Survivor kanker anak rentan mengalami penyakit ginjal kronis dan hipertensi, dengan risiko tinggi muncul setelah pengobatan. Penelitian terbaru mendorong perlunya pembaruan panduan kesehatan untuk pemantauan jangka panjang.
Survivor kanker anak menghadapi risiko tinggi terhadap penyakit ginjal kronis (CKD) dan hipertensi, yang sangat mendesak untuk pengupdatean panduan pemantauan kesehatan jangka panjang mereka. Dalam studi cohort besar, ditemukan bahwa mereka cenderung mengalami masalah kesehatan ini dalam tahun pertama setelah terapi kanker selesai, lebih sering daripada rekan-rekan mereka yang tidak pernah kanker.
Berdasarkan hasil yang dirilis dalam JAMA Network Open, risiko CKD dan hipertensi pada survivor kanker menunjukkan bahwa mayoritas dari mereka mengalami masalah kesehatan kronis sebelum usia 50 tahun. Studi ini melibatkan 10.182 survivor kanker dan membandingkannya dengan dua kelompok, yaitu 40.728 anak yang dirawat di rumah sakit dan 35.307 anak dari populasi umum.

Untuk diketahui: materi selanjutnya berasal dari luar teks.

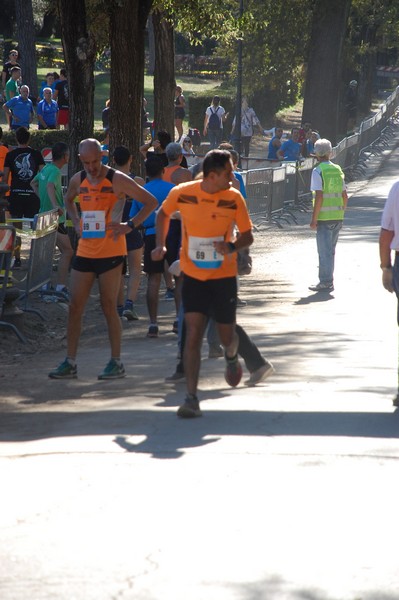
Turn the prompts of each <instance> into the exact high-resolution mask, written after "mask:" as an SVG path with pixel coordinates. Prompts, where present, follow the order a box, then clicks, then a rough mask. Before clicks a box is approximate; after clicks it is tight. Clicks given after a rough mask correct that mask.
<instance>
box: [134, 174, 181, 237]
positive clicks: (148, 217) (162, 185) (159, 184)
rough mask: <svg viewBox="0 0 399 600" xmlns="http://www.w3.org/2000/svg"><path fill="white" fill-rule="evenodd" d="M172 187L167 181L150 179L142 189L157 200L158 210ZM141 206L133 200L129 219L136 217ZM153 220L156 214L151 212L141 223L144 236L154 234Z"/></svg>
mask: <svg viewBox="0 0 399 600" xmlns="http://www.w3.org/2000/svg"><path fill="white" fill-rule="evenodd" d="M174 187H175V186H174V184H173V183H169V182H168V181H164V180H163V179H152V180H151V181H149V182H148V183H146V184H145V185H144V189H146V190H148V191H149V192H150V194H152V195H153V196H155V198H156V199H157V200H158V209H159V207H160V206H161V204H162V202H163V201H164V200H165V198H166V197H167V195H168V194H169V192H170V190H171V189H172V188H174ZM142 206H143V205H142V203H141V202H138V200H133V202H132V208H131V209H130V215H129V217H130V218H132V217H134V216H135V215H137V213H138V212H139V210H140V209H141V208H142ZM158 209H157V210H158ZM155 219H156V212H155V211H153V212H152V213H151V214H150V216H149V217H147V218H146V220H145V221H143V227H144V229H145V231H144V234H145V235H152V234H155Z"/></svg>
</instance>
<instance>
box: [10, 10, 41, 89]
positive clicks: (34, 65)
mask: <svg viewBox="0 0 399 600" xmlns="http://www.w3.org/2000/svg"><path fill="white" fill-rule="evenodd" d="M15 16H16V20H17V32H18V33H17V34H18V52H19V53H20V64H21V69H22V82H23V83H24V84H26V85H28V86H29V89H30V95H31V96H34V97H35V98H37V96H38V92H37V68H36V44H35V27H34V23H33V8H32V0H15Z"/></svg>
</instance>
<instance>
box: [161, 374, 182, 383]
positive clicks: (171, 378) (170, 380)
mask: <svg viewBox="0 0 399 600" xmlns="http://www.w3.org/2000/svg"><path fill="white" fill-rule="evenodd" d="M180 381H181V382H184V381H186V376H185V375H181V377H174V376H173V375H171V376H170V377H165V383H180Z"/></svg>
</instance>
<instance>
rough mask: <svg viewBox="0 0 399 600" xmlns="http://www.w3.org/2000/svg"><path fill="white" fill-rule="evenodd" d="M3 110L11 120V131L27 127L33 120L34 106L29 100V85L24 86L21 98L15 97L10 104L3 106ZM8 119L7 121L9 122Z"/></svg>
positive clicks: (28, 127)
mask: <svg viewBox="0 0 399 600" xmlns="http://www.w3.org/2000/svg"><path fill="white" fill-rule="evenodd" d="M3 109H4V111H5V113H6V116H7V117H8V118H11V124H10V129H18V127H26V128H27V129H29V125H30V124H31V123H32V120H33V115H34V111H33V104H32V100H29V88H28V86H27V85H22V86H21V90H20V95H19V96H14V98H11V100H9V101H8V102H6V103H5V104H3ZM8 118H7V120H8Z"/></svg>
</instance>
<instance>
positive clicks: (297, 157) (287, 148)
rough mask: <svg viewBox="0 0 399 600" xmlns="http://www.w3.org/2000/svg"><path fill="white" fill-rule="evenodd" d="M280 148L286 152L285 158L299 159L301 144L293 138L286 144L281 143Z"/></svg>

Riset ini menunjukkan bahwa persentase akumulasi CKD mencapai 20.85% pada survivor kanker, jauh lebih tinggi dibandingkan dengan 16.47% pada kelompok yang dirawat di rumah sakit dan 8.05% di kelompok populasi umum. Data menunjukkan bahwa survivor kanker dua kali lebih mungkin mengalami komplikasi ginjal dibandingkan dengan anak-anak yang dirawat di rumah sakit.
Penelitian ini juga mengindikasikan bahwa masalah ginjal dan tekanan darah muncul sejak tahun pertama perawatan dan terus menambah seiring waktu. Begitu juga, meskipun insidensi CKD sekitar 8% di kalangan survivor, mungkin angka sebenarnya lebih tinggi karena keterbatasan data yang ada dalam penelitian.
Penulis menyatakan, “Perawatan cepat untuk CKD dan hipertensi dapat mengurangi kemajuan penyakit dan menurunkan risiko penyakit kardiovaskular,”. Mereka menekankan pentingnya survivor kanker anak untuk diperhatikan sebagai kelompok berisiko tinggi terhadap CVD yang memerlukan tindakan pencegahan.
Sayangnya, banyak panduan pemantauan efek samping yang ada saat ini tidak memberikan rekomendasi spesifik untuk pemantauan ginjal. Panduan yang ada cenderung kurang jelas, dan tidak konsensus mengenai siapa yang harus disaring atau metode apa yang seharusnya digunakan. Penulis juga mendesak agar upaya harmonisasi panduan internasional harus lebih memasukkan kerangka kerja hipertensi pediatrik dan CKD untuk survivor kanker.
Sejumlah terapi kanker sudah dikenal meningkatkan risiko ginjal, termasuk radiasi dan transplantasi sel induk. Analisis dalam penelitian ini menunjukkan survivor yang terpapar terapi tersebut memiliki risiko lebih tinggi terhadap CKD. Namun, beberapa faktor lain yang berpotensi menjadi penyebab komplikasi tidak dapat dievaluasi sepenuhnya karena keterbatasan data.
Penelitian ini merupakan yang terbesar yang mengkaji hasil ginjal dalam populasi ini. Meski begitu, penulis mengakui ada batasan, seperti sulitnya menilai tahap dan keparahan CKD dan tidak memasukkan faktor sosial demografis. Meski demikian, data tersebut memberikan bukti kuat untuk perubahan kebijakan kesehatan di masa depan.
“Penelitian mendatang harus meresapi siapa survivor kanker anak yang paling berisiko untuk hasil ginjal, untuk mengembangkan pendekatan penyaringan yang efektif dan hemat biaya,” tutup penulis. Kerjasama antara organisasi yang terkait dengan ginjal dan kanker dianggap penting untuk menurunkan tingkat morbiditas dan mortalitas jangka panjang.
Survivor kanker anak memiliki risiko tinggi mengembangkan penyakit ginjal kronis dan hipertensi, dimulai dalam tahun pertama setelah pengobatan. Temuan ini menegaskan perlunya pembaruan panduan pemantauan kesehatan yang lebih spesifik dan terbukti berbasis bukti. Meski ada laporan risiko ini, panduan yang ada kini masih sering tidak memadai. Perhatian kolaboratif antara berbagai organisasi diperlukan agar masalah ini dapat tertangani lebih baik dalam jangka panjang.